Monday, July 2, 2007

We LOVE the Mogambo!



THE "ART" OF DEVALUING MONEY
by The Mogambo Guru
TheStreet.com reports that "Ron Paul (R., Texas) is so disgusted with the Fed and its role in failing to stem inflation that he wants to eliminate the entire institution, including its army of economics Ph.D.s and other money wizards", which refers to a bill that he filed in Congress, HR2755, that would do just that.
As Junior Mogambo Ranger H.H.H. puts it, this shows that "Ron Paul will go to his grave with his honor and dignity intact, which is far more than I can say for most members of our government."
Why does Rep. Paul want to eliminate the Fed? Well, according to me at my loudmouth, know-it-all, arrogant best, it is because the Federal Reserve has been a complete, dismal failure in every freaking respect, and especially in their duty to protect the value of the dollar.

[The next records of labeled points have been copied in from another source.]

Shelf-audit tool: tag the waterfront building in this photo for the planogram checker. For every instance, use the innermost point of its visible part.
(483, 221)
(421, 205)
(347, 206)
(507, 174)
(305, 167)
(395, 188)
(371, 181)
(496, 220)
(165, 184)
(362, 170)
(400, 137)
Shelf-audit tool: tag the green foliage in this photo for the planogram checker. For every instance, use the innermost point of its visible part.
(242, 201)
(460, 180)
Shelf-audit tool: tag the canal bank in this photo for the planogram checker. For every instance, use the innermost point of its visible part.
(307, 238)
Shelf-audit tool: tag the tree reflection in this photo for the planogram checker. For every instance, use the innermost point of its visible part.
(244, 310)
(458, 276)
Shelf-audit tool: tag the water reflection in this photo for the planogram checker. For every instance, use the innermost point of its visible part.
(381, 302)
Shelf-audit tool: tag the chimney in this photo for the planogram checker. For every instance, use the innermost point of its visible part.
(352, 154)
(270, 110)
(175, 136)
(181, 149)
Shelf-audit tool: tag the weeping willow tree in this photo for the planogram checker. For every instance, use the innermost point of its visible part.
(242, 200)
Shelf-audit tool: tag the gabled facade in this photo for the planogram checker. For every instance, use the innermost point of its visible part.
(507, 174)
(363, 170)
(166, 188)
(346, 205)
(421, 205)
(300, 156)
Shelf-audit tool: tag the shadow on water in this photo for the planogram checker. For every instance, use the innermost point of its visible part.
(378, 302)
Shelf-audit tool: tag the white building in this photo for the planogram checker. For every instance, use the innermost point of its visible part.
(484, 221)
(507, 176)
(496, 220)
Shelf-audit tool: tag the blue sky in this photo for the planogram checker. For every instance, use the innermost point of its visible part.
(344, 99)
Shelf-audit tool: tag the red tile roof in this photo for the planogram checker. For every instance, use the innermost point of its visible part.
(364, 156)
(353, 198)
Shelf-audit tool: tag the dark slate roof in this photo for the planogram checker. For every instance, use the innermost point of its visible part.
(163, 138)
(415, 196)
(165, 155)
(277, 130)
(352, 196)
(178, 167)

Well, nobody ever wants to hear what I think, and so I am happy that the question is admirably answered by the epic truth revealed by Antony Mueller at Mises.org and handily posted at Agora Financial's 5-Minute Forecast. "Central bankers," he writes, "sometimes describe their activity as 'more art than science', which is implicit recognition of their ignorance. The 'art of central banking' is the art of pretending to know what one does not know. Not only is it not a science; it is not even an art. At best, it is alchemy; at worst, it is a gigantic cheat."

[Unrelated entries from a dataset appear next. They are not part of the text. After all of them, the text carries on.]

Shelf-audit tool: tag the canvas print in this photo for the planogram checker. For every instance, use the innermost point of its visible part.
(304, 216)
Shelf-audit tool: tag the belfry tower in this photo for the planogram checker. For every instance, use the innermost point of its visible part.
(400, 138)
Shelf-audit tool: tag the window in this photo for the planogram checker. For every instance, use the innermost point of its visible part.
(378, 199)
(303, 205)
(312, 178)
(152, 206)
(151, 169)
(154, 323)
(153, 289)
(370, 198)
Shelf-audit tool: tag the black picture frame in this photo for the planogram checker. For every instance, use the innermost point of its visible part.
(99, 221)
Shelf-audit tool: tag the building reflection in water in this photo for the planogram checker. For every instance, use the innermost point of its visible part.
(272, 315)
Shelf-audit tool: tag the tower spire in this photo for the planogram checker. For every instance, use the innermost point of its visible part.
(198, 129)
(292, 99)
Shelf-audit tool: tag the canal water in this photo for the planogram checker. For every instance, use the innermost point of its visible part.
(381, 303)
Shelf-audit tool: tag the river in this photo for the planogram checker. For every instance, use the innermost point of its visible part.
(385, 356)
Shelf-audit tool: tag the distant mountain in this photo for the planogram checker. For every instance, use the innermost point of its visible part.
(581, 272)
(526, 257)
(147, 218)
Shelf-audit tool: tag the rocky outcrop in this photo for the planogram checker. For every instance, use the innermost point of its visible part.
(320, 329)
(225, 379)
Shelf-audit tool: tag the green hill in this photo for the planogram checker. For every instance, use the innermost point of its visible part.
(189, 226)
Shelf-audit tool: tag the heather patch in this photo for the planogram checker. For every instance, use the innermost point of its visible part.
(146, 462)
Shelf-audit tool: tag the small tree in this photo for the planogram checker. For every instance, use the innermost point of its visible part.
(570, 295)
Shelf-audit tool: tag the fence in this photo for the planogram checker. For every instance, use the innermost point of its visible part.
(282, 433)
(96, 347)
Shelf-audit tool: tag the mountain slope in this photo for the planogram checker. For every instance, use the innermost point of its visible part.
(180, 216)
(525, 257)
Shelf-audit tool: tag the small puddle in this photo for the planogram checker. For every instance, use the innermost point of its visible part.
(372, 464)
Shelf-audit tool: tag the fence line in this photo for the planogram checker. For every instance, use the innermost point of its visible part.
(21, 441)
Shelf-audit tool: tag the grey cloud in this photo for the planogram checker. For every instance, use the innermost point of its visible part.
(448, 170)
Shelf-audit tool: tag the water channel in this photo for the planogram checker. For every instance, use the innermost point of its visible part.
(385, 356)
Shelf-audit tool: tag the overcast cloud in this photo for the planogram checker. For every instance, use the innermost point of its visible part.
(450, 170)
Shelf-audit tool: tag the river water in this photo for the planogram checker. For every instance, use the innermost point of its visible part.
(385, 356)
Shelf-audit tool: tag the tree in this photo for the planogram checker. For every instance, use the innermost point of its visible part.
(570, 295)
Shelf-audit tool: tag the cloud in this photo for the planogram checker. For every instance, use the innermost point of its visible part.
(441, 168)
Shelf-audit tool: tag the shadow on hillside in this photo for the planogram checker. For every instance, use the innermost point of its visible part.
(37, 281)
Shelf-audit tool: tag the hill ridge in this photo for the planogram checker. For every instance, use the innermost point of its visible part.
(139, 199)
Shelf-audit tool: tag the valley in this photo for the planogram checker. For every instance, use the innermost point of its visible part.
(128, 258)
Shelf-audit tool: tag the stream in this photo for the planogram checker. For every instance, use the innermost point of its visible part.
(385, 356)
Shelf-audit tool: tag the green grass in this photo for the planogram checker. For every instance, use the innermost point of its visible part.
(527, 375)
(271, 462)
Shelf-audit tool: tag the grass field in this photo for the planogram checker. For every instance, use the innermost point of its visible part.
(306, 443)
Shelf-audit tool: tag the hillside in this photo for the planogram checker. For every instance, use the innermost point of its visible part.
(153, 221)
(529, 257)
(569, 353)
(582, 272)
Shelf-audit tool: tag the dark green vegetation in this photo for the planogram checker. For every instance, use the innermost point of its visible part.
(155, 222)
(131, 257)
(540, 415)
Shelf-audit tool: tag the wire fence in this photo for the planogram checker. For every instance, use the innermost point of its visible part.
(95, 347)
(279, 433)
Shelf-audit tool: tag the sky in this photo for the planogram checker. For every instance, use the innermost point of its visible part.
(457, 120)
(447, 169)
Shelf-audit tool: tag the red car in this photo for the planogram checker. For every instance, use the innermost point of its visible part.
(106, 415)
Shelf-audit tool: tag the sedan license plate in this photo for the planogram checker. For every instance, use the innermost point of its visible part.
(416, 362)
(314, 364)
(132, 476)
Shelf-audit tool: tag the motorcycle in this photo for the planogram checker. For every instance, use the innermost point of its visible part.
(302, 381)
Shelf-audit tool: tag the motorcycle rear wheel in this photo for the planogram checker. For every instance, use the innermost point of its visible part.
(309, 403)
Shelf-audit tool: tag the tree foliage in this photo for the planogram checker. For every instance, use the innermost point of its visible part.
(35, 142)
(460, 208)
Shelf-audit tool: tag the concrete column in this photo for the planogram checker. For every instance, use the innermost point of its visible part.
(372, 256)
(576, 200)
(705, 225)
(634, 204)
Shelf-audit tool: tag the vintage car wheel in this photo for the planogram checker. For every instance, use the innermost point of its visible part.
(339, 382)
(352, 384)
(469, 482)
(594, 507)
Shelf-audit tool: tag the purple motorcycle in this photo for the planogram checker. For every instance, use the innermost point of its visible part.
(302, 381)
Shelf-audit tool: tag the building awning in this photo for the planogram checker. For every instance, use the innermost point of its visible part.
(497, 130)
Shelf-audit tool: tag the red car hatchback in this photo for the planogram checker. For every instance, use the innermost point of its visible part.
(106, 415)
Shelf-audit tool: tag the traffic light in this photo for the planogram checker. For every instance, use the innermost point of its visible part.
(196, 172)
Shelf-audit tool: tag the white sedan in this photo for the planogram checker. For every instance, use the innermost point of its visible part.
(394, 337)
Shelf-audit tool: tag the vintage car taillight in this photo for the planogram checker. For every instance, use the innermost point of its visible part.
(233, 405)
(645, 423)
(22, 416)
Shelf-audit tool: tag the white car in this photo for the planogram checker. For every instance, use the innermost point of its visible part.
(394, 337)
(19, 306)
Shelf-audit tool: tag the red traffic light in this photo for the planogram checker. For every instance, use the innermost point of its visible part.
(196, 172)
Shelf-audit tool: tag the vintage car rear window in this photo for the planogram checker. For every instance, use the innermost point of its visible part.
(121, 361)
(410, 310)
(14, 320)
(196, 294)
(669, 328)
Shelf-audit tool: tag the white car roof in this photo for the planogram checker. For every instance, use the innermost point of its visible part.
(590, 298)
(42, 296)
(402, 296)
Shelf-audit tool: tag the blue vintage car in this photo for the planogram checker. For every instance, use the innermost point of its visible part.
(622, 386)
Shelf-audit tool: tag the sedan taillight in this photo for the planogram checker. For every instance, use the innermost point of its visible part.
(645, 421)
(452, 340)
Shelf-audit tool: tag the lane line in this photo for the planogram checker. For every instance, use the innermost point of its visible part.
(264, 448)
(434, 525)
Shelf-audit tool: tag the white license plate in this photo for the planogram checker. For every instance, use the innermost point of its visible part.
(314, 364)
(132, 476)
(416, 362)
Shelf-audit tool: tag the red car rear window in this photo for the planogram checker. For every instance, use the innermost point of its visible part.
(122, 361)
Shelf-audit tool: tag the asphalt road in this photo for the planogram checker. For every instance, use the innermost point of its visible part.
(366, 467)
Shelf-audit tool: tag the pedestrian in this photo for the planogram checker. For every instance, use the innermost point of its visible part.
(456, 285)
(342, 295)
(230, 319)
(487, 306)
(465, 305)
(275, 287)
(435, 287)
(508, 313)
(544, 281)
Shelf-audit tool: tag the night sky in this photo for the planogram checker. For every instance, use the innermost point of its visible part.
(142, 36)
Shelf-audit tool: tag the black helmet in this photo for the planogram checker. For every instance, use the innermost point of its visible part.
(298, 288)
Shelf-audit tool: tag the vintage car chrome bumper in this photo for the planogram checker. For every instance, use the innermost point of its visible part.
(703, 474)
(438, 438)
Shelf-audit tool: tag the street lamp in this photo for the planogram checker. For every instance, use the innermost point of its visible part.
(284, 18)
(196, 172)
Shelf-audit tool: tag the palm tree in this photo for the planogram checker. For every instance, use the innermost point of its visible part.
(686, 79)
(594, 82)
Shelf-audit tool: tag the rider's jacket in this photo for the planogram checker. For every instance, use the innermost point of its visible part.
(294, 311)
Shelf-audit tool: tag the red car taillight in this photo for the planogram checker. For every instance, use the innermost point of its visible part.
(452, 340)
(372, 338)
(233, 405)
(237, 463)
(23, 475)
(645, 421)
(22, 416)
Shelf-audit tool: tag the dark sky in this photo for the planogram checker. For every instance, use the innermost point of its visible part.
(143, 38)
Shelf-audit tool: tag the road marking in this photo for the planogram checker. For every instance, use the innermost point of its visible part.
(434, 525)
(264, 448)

Or as the Law of Logical Argument puts it, "Anything is possible if you don't know what you are talking about".
This leads to the Law of Lying and Statistical Manipulation, which I just made up, which is, "If you have a willing, co-conspirator like Congress, then the Federal Reserve can do and say anything it wants, whether it knows what it is talking about or not, and nobody will try to stop them, and the Fed will create so much money and credit that price inflation will destroy us all, which it will, and we are freaking doomed, doomed, doomed as a result."
Vaclav Klaus is Professor of Finance at the Prague School of Economics and is a former Minister of Finance, and is quoted in the Financial Times as saying (although originally in reference to something else), "I am not ashamed of this ignorance of mine. On the contrary, I am ashamed of the confidence of those who claim to know the answer. I see a big difference between science and 'national scientific establishments'. To believe in scientific establishment is impossible, this is just another powerful rent-seeking group."
In short, being just as disrespectful as I can muster, the Fed and the Congress are two symbiotic parasites guaranteeing their own free ride by telling and believing lies, which is only possible under a fiat-money standard, as under the gold standard, "you have fixed exchange rates and free mobility of capital, but you give up domestic monetary policy," says Robert Wright, who is a professor of economic history at New York University's Stern School of Business.
Perhaps because he is at a university that receives huge amounts of government money, he forgets to mention that a gold standard also constrains fiscal policy of the government, too, as they don't dare just spend and spend, because borrowed money has to be paid back by raising taxes! And the spending had better be good, too, because if it isn't (like spending tax money for stupid crap like creating huge entitlement programs and, ummm, funding universities), then the gold will actually flow out of the country as foreigners get scared of our idiocy and take their money away, actually shrinking our money supply!
Therefore, under a gold standard, the government and the banks had to be smart and act smart. Now they don't. And obviously aren't.
If you want to see the real beauty of "gold as money" and the wonderful economic bliss that comes from it, then it is inferred when Mr. Wright brings up "the phenomenon of falling nominal wages."
Note the use of the word "nominal" wages, which merely means wages expressed as a strict dollar amount (such as dollars per hour). "Real"
wages, on the other hand, means nominal wages expressed in terms of inflation-adjusted buying power, which is experienced as rising prices.
I mean, if your income doubles, but all prices double, too, then you are not better off, are you? No.
But if your income stays the same and prices go down, then you ARE better off, right? Of course you are! Welcome to the gold standard!
The "problem" Mr. Wright refers to is that the gold standard was so successful that "Many of the conflicts between labor and factory owners in the 1800s had more to do with adjusting workers' wages downward in line with the overall price level than they did with owner-inspired greed, as is popularly perceived."
Aha! In short, thanks to our money being gold, the standard of living of the country was increasing! People's lives were getting better! And they had more! And they bought more, although their nominal wages were exactly the same! And in fact, things were so good that the workers were becoming overpaid! Overpaid labor! What a Utopia!
And so who is so evil, so dastardly, so despicable as to screw with such a successful system?
Note the dark and gloomy soundtrack of wolves howling and the distant screams of people being eaten alive. The banks and the government! It's always the damned banks and the damned government!